I miss giving you a treat every time you had your dinner, or just wanted some Cheerios.
I miss your sitting and spinning for a treat or just raising your paw for a treat.
I miss you running down the foyer and getting your toys every time we would throw them and you'd bring it back.
I miss brushing you everyday and cleaning your eyes and putting cologne on you.
I miss buying all your treats and Pedigree at Petco.
I miss calling Pet Edge and ordering your piddle pads.
I miss tapping on the floor like we did when you were a puppy and you would run around and play constantly.
I miss how excited you would get when Pa, Lisa, Joe or John would get home.
I miss your little beds, pillows, blankies and your favorite toy Tweety.
I miss seeing you sit and chew a greenie, or a booda.
I miss seeing you sit directly next to the computer chair always having to be totally on top of it., or next to Annies chair in the computer room.

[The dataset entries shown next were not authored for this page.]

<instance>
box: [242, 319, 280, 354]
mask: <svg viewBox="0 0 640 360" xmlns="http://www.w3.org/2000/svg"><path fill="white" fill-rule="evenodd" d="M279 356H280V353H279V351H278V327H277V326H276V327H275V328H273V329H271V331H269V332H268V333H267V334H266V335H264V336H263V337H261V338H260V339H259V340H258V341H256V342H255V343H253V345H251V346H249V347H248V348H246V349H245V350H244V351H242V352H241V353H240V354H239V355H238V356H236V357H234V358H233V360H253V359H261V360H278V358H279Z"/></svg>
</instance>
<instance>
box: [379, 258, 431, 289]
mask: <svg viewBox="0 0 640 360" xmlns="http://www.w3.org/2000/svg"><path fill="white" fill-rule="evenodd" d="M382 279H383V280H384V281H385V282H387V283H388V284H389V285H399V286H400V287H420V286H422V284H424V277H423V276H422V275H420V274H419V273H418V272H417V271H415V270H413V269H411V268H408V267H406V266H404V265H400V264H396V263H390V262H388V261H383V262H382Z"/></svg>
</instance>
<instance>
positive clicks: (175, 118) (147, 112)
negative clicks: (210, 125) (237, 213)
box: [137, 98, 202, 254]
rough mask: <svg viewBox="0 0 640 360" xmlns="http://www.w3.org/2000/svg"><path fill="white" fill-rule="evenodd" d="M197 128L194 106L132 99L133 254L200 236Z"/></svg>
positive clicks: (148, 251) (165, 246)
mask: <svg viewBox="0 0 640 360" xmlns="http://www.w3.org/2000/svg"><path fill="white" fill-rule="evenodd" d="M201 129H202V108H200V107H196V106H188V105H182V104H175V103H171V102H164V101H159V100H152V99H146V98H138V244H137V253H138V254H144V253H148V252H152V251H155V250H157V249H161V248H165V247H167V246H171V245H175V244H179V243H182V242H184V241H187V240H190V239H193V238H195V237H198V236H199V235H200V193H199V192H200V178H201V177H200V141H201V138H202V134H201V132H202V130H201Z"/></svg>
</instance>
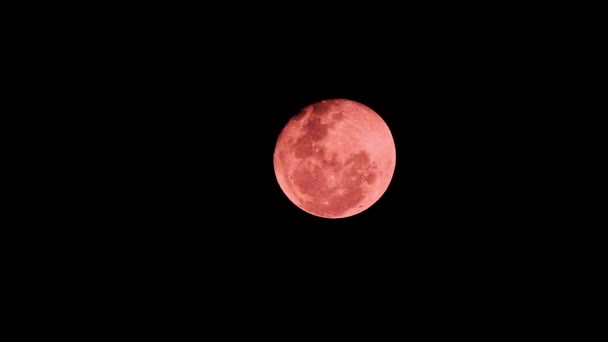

I miss seeing you sit directly at the foot of Johnny's bed next to his big black soft back pillow.
I miss how at Christmas time you would get loads of presents and try to take the paper off the gifts.
I miss seeing you sit next to Pa in the rocking chair always being his constant friend.
I miss holding you and feeling how soft and lovable you were always to everyone.
I miss making you turkey meatloaf, and watching you eat the whole dish.
I miss your presence in my life, and even after 40 days of your being gone I still think I have to clean your pad, or watch where I step, because you blended with all the rugs in the kitchen.
I miss your unconditional love you gave to each and everyone of us.
I miss you and will love you forever, your memory will always be with me.